The latest batch of government data showed a stunning drop in growth in China's financing activity in July—a troubling sign in an economy where debt has become critical to expansion. Total social financing, the broadest measure of lending, expanded by 273 billion yuan ($44 billion) from June, the slowest since the collapse of Lehman Brothers.

The numbers were enough of a shocker—and possibly something of an anomalythat the central bank felt it necessary to accompany the data release with an unusual written statement explaining that its policy stance hasn't changed. It said July's slump was explained by higher-than-normal lending in June of nearly 2 trillion yuan, among other factors. July has historically been among the slowest months for credit creation. The statement hinted that lending in August has gotten off at a more normal pace.

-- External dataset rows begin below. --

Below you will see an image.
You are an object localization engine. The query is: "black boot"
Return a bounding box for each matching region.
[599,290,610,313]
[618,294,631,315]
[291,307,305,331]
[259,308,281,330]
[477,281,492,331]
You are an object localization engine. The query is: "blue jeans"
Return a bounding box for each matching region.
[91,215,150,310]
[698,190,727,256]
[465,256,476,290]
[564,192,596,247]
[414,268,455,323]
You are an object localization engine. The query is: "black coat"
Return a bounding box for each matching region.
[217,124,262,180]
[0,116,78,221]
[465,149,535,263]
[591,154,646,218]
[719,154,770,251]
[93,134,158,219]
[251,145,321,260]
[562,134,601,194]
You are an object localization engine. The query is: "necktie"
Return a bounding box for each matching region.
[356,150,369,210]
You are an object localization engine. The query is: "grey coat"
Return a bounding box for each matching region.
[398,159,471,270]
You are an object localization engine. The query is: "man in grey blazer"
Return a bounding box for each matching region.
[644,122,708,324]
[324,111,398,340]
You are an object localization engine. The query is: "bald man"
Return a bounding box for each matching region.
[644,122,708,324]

Another explanation is that the central bank's efforts to curb lightly regulated shadow financing are having an effect. Bankers' acceptance bills, a form of off-balance-sheet lending used by banks, fell sharply. A crackdown on commodity financing in the wake of a scandal in the northeastern port of Qingdao may also be at play. The central bank, which represents a camp in the government that advocates weaning the economy off debt-fueled growth, may find itself under pressure to loosen the taps should the current formula fail to deliver ample growth.

The more troubling conclusion is that despite ample liquidity in the financial system, borrowers just aren't in the mood. Activity data seem to support this. The critical real-estate market continues to slide: Transaction volumes, which had shown signs of recovering, declined at a faster rate in July. They were down 18% from a year earlier, compared with a 5% drop in June. Electricity production grew just 3.3%, compared with 5.7% in June. Retail sales, including car sales, also grew more slowly in July.

It's almost never a good idea to get too bent out of shape by one month's data. But the message from July seems to be that the recent pickup in China's economy may be more short-lived than some had hoped. It also means meeting Beijing's yearly growth target of 7.5% will be harder to achieve. More government stimulus seems likely.